Decks Add Living Space
Updated: Feb 21, 2019
Here’s how to plan a new deck that suits your property, meets your budget, and offers the best return on your investment.
In the summertime when the living is easy, there’s nothing quite like a deck for cooking out, entertaining, or simply relaxing. In addition to boosting outdoor living space, a deck can be an asset when you sell your home.
More good news: Decks add living space at a fraction of the cost of fully enclosed living area. You’ll pay $25 to $35 per square foot for a pro-built deck compared to $100 to $250 per square foot for an enclosed addition.
If you’re a determined DIYer, plan on spending three to four weekends building a 14-foot-by-18-foot deck yourself. If you choose this route, consider buying a ready-made deck plan. Or, put to use one of the many websites with interactive design aids, such as Lowe’s Deck Designer (registration required), and Deckorators.

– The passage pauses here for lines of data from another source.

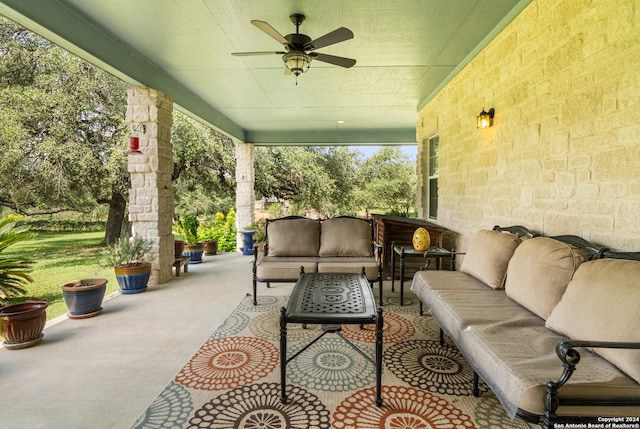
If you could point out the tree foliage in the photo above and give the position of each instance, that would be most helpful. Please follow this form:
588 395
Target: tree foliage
61 127
335 180
204 168
64 136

Planning a successful deck requires careful consideration of your site, your budget, and the features you should — or shouldn’t — include. Here are some planning priorities to bear in mind.
Deciding on the Site and Size
Your deck will be a popular place, so give careful thought to where it should be located. Begin by working out how to access it from the house. The ever-handy back door to the kitchen probably won’t do the job; it will force traffic toward the cooking area, making a shambles of any large-group entertaining. A better solution is a French door or slider that gives primary access from a living room, dining room, or family room while being handy to the kitchen. If the doorway can also be positioned to offer an expansive view, all the better.
Next, make sure the deck neither swamps your yard, nor becomes lost in it. Your local codes may set standards for how much of your lot can be occupied by a deck, and how close a deck can be to your lot line. Check these limitations early in your planning with your city or county building department.
Decide where to locate stairways off the deck so they provide unobtrusive access to the backyard. Also consider the path of the sun and the location of shade trees; sunlight may be pleasant in the morning but unbearable later in the day — having a shade tree to the west of your deck will help block the harsh late-day sun. Work out how to preserve your privacy and how to screen your deck from prevailing winds.
Although it’s hard to put a dollar value on aesthetics, looks count. Give thought to how the deck will meld with the architecture of your house. Railings offer a good opportunity to pull in color and detail that complements your home. Consider how the deck fits in with your backyard; it should make a smooth transition from the house to the landscape.